The thing about self-catering apartments is that because you have the facility to fend for yourself, there is an urge to do just that. Despite the fact that the hotel has a lovely restaurant a few metres away, a sort of camping mentality sets in. Well, if I’m honest, it does with my husband. Never a morning person at home, Dougie is up with the larks to do a supermarket run before it gets too hot. These jaunts into town are nothing if not eventful. On the first day he walks for 15 minutes to the Migross supermarket (nice name!) but gets there before it opens so decides to walk another mile to the next one, Lidl, only to find it opens even later, so is forced to return to the first one, by which time he is sweating and swearing profusely. Another day he gets stuck in a lift (yes, how odd, a lift in a supermarket) and spends 15 minutes going up and down without the doors opening. A third time, already tired after a walk to the neighbouring town of Garda, he decides we need more wine and dithers in three different shops before getting caught in a thunderstorm on the way back (the wine was lovely though). Oh and how can I forget the rigmarole of buying suncream. We ran out of Ambre Solaire in the second week and its replacement was a weird orange bottle of lard we were stuck with for the remainder of the holiday.
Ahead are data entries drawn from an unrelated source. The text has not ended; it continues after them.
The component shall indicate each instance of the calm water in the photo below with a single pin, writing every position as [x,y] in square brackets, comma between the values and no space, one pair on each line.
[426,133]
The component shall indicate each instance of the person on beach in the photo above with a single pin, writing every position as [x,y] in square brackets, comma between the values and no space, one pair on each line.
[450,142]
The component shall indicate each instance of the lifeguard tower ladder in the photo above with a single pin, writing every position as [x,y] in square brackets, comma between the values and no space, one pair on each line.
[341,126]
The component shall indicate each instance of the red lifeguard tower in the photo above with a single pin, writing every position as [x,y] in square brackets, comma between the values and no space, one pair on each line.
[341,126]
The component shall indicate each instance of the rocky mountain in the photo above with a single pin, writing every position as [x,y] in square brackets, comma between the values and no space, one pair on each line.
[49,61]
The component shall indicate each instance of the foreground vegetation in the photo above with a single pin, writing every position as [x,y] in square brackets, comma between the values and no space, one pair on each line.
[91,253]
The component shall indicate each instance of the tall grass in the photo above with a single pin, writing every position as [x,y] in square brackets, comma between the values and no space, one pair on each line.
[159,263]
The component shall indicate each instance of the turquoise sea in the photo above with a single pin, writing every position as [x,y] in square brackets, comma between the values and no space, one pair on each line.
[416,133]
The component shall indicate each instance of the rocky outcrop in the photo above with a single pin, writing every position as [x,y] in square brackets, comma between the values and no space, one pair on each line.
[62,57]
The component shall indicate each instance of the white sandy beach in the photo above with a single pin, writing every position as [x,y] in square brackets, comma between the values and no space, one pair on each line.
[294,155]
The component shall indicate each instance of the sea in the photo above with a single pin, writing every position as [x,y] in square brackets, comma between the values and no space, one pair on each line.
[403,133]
Our son Rory is quite delighted that he can have a lie-in every morning – no breakfast times to adhere to and no maid service to shame him into getting out of his pit. We usually peel him off the mattress sometime around 11, and dear old dad rustles up something from his morning catch. Mind you, it’s an effort to cook in these tiny kitchens. For a start the cupboards are already full with the most bizarre cooking utensils so there is no room to actually put the groceries. In order to find room for the crisps and cereal I have to clear out a selection of varying-sized salad bowls, two different coffee machines, microwave bowls with lids and two huge saucepans which would be useful if we were cooking pasta for the neighbours too. An extremely inefficient toaster (called Super Douglas….I did laugh), no draining board, no washing up liquid, no dishcloths but 6 of every sized glass (of course you always hanker after a glass of sherry on your hols). With all this, Dougie manages to cook a very nice omelette.
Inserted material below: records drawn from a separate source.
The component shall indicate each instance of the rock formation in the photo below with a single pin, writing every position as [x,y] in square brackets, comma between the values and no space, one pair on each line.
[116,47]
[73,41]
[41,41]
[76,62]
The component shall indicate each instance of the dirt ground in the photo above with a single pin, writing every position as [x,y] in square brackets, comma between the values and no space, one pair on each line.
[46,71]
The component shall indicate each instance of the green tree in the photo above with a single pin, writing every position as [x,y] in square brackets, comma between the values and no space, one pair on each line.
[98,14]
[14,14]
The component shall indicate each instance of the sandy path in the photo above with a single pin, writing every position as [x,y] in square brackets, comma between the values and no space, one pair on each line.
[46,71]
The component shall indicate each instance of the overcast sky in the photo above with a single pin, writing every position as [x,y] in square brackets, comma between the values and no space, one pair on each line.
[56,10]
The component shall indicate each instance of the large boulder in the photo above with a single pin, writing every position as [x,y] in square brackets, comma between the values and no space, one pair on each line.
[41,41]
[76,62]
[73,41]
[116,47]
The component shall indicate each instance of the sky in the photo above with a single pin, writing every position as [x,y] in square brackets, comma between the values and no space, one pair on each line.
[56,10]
The routine of the rest of the day usually involvs lolling by the pool. They have two: a noisy one for kids and a “quiet” lagoon-style pool for adults and languid teenagers. They are rather strict about the dos and don’ts at the latter: no excess noise, no ball-games, no inflatables. Most of the guests are Dutch, Italian or German with a few Brits. Very entertaining watching families of all the nationalities flouting the rules. Middle-aged dads in particular floating on lilos only to be caught by the manager coming by and wagging his finger at the offending article. Dad sheepishly swims to the side and hides his inflatable (!) and as soon as the boss-man has gone, all the parents leap into the pool with balls and frisbees, teenage children despairing of their parents’ pathetic gung-ho fight against authority.
The temperature is over 30 degrees every day and this soon puts paid to all the ideas I have about sight-seeing. It is an effort to turn the page of my bonk-buster paperback never mind get a bus to Verona to see Juliet’s balcony: I could sit on my own balcony and watch my very own Romeo hoofing it up the path, not saying “What light through yonder window breaks? It is the East and Juliet is the sun” but more usually, “Open the door you lazy tart, I’ve got three bottles of fanta and a six-pack in this bag and I’m knackered”.